Une autre préoccupation est liée au stigma que de telles recherches peuvent engendrer. La bisexualité est aujourd’hui plus acceptée qu’auparavant, mais elle reste souvent mal comprise et mal vue, même dans les communautés LGBTQ+.

Réactions académiques

Robbee Wedow, sociogénéticien à Purdue, critique la focalisation de cette recherche sur la bisexualité et sa forme de fitness évolutive, qu’il juge non seulement incorrecte, mais aussi dangereuse. Pourtant, Zhang rejette ce jugement et rappelle que de nombreuses études auparavant considérées comme problématiques ont réellement contribué à l’avancée des sciences.

FAQ

Qu’est-ce que le UK Biobank et comment les données sont-elles collectées ?
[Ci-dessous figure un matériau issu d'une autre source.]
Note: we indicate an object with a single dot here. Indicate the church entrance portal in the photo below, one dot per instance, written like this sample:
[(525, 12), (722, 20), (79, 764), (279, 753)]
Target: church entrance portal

Le UK Biobank est une vaste base de données génétiques britannique qui réunit des informations fournies par des millions de participants sur leur santé, leur mode de vie et leurs comportements, dans un effort de recherche sur diverses conditions de santé.

Pourquoi la prise de risque est-elle liée à la bisexualité selon cette étude ?

L’étude suggère que les individus bisexuels présentent une propension plus marquée à prendre des risques, ce qui pourrait avoir des conséquences évolutives en termes de diversité génétique et de choix reproductifs.

La bisexualité est-elle toujours mal comprise dans les communautés LGBTQ+ ?

Oui, même si la bisexualité est mieux acceptée aujourd’hui, elle est souvent stigmatisée et les personnes bisexuelles peuvent être victimes d’incompréhension et de discrimination au sein même des communautés qui devraient être solidaires.

Existe-t-il des prédominances culturelles concernant la bisexualité à travers le monde ?

La bisexualité est présente dans de nombreuses cultures, mais son acceptation varie énormément. Dans certains endroits, elle peut être davantage reconnue ou célébrée, tandis qu’ailleurs, elle est largement ignorée ou rejetée.

Quelles sont les implications éthiques de ces découvertes sur la bisexualité ?

Les implications éthiques concernent la façon dont ces résultats peuvent être interprétés et utilisés dans la société, notamment en ce qui concerne la compréhension de l’identité sexuelle et le risque de stigmatisation accrue pour les personnes bisexuelles.